Re: Once upon a time detector vans existed
'As defence you're not even allowed to challenge the "expert" evidence in court or even discuss probabilities.'
As an ex-forensic scientist I've spent many hours in court being challenged*. The closest your statement resembles reality is that no counsel I encountered on either side displayed a knowledge of statistics.
From time to time we encountered defence "experts". They would come into the lab to use our equipment to examine the evidence. A number of times I've had to take an "expert" through the controls of a comparison fluorescence microscope. One "expert", redundant, I believe from some industrial job, would take on cases involving all manner of evidence types; within the lab we had our own specialities and stuck to those.

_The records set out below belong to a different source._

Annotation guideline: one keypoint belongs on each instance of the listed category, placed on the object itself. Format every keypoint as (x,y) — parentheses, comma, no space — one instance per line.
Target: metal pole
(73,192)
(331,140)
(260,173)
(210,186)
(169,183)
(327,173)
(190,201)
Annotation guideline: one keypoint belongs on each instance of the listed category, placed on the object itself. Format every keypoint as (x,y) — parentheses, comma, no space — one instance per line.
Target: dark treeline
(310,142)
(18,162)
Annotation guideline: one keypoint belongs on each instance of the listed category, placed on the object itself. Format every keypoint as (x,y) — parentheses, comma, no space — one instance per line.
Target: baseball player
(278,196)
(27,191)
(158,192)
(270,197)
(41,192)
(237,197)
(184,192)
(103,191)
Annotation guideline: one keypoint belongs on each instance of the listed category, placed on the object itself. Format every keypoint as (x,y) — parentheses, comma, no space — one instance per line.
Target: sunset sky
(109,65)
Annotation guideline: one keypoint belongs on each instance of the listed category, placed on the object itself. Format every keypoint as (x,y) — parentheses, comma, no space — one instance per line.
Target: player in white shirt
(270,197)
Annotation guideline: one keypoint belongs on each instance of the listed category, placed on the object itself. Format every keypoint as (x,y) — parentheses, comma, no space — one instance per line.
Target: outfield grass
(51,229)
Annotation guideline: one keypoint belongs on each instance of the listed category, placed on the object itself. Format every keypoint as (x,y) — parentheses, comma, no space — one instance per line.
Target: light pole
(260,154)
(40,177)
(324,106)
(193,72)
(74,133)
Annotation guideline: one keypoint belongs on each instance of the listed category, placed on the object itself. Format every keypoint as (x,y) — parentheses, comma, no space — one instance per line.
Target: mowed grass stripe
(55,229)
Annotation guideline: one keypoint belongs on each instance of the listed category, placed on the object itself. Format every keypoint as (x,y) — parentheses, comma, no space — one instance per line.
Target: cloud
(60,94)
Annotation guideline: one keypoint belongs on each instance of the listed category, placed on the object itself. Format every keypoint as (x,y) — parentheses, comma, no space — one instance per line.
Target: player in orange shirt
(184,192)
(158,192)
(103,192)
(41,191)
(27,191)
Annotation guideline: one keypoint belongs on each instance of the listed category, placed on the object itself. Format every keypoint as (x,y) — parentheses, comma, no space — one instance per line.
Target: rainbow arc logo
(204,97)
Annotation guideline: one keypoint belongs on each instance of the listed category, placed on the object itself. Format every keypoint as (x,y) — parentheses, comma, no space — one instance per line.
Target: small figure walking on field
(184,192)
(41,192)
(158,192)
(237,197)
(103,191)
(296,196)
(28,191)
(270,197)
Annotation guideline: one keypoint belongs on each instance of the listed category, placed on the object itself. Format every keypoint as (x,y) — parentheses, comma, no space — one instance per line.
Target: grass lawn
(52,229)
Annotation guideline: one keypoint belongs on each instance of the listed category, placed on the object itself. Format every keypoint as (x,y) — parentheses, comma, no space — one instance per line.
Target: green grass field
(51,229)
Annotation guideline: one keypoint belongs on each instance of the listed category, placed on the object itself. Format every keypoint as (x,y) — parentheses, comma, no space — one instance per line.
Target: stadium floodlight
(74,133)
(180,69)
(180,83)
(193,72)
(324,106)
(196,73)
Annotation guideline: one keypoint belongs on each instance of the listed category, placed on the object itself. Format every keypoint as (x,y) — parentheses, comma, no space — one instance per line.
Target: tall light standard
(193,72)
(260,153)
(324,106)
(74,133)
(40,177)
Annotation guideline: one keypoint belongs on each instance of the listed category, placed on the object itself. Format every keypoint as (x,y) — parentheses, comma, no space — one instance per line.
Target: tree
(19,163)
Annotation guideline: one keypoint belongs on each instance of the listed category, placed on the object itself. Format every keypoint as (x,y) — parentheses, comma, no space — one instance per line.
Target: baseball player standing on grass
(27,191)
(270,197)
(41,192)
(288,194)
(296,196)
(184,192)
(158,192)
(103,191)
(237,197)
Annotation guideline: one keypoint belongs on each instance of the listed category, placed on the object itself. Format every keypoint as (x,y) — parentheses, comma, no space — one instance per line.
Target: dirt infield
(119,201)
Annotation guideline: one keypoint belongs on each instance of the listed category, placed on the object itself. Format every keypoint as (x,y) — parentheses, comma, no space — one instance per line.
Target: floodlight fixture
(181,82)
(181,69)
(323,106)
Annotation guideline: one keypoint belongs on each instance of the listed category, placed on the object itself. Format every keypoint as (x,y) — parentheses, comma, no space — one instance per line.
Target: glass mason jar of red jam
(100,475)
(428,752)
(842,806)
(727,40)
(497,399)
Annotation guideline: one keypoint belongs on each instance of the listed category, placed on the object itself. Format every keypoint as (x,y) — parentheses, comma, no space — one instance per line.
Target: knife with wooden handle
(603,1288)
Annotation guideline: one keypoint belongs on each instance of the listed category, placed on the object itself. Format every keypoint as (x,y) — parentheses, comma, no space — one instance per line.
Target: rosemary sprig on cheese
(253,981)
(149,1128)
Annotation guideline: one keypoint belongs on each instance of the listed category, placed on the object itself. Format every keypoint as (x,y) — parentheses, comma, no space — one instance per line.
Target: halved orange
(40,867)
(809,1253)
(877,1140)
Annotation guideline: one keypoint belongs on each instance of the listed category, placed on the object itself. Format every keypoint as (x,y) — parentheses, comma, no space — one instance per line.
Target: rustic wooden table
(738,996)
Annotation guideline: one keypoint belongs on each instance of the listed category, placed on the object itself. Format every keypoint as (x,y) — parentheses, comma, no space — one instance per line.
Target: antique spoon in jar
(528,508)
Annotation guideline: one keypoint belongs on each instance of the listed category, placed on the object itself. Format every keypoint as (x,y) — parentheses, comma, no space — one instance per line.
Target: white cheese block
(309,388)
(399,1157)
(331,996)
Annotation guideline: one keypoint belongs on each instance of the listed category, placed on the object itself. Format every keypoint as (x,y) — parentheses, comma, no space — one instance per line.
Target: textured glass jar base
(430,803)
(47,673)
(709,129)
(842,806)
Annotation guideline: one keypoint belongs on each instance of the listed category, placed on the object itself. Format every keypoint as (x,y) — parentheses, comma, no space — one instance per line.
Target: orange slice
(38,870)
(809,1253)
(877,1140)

I left before DNA came into use. I do share some reservations about that. I read the original paper, which depended on matching electrophoresis patterns of DNA fragments shortly after looking into the statistics of matching patterns of damage on shoe prints and suspected that there were assumptions in the pattern matching which hadn't been dealt with. Modern techniques don't depend on this but have now become so sensitive that contamination is a problem and I've read of at least one forensic scientist being in trouble for not taking this into account.
"Signal != Person"
AFAIA it's the householder's responsibility to obtain a TV licence so if the network is within the household it doesn't matter who's using it - providing it can be demonstrated that it wasn't a neighbour attaching themselves to it.
*I've also had the experience of a prosecution barrister trying to get me to put more significance on an item of evidence than I considered that it bore - and eventually being rescued by an objection from the defence.